Sunday, July 30, 2006
Past Public Opinion
One repeating issue is war. A new analysis of Gallup Poll data indicates that Americans' attitudes toward the Iraq War today parallel Americans' attitudes toward Vietnam in 1970. I wasn't alive in 1970, so I lack much of the relevant cultural knowledge to put this into context, but I thought it was interesting regardless:
The most recent Gallup poll this month found that 52% of adult Americans want to see all U.S. troops out of Iraq within a year, with 19% advocating immediate withdrawal. In the summer of 1970, Gallup found that 48% wanted a pullout within a year, with 23% embracing the "immediate" option. Just 7% want to send more troops now, vs. 10% then.
At present, 56% call the decision to invade Iraq a "mistake," with 41% disagreeing. Again this echoes the view of the Vietnam war in 1970, when that exact same number, 56%, in May 1970 called it a mistake in a Gallup poll.
While the U.S. involvement in the Korean war is often labeled unpopular, the highest number calling it a mistake in a Gallup poll was 51% in early 1952. That number actually declined to 43% by the end of that year.
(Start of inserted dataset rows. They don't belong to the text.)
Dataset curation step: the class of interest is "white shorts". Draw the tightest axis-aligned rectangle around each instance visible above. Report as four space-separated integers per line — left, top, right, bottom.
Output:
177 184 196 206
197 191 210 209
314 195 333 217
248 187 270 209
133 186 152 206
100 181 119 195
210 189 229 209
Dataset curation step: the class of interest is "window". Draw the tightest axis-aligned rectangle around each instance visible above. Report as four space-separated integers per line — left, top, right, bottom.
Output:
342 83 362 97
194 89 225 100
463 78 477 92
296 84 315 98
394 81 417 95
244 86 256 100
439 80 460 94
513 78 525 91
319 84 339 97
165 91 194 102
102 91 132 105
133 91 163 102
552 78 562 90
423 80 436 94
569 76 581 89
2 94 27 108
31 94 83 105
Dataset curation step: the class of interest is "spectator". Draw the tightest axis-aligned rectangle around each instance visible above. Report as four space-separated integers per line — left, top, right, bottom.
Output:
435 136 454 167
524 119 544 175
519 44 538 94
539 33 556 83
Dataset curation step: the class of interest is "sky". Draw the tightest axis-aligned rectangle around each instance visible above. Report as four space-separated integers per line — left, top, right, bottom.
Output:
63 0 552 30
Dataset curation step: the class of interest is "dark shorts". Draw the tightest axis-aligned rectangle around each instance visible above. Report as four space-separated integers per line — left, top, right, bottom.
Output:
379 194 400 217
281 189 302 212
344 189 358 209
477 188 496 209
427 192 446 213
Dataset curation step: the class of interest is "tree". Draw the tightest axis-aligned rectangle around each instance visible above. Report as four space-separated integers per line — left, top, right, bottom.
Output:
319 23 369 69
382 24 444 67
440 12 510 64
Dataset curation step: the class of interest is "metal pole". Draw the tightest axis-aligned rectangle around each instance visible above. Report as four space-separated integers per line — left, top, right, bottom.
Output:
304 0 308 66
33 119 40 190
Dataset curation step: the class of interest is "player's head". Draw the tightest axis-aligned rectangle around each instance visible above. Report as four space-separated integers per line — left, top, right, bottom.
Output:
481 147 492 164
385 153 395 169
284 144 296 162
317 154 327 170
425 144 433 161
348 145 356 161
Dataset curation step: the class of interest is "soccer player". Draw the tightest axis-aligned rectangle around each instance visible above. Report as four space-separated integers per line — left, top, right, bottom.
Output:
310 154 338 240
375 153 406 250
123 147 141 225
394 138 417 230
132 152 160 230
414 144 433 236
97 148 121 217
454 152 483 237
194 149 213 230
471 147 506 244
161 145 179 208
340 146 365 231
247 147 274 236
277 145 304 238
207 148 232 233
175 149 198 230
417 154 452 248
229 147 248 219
And, in case it is not obvious, support for the Iraq War pales in comparison to support for WWII (data from private polls conducted for FDR, not from Gallup):
(h/t Glenn Greenwald via C&L)Approval for President Roosevelt's conduct of the war continued at around 70% where it had been for years. The number of people who said they had a clear idea of what the war was about was at about the same level and appears to have been rising. Support for a negotiated peace with Hitler remained around the anemic levels it had been for years -- at around 15%.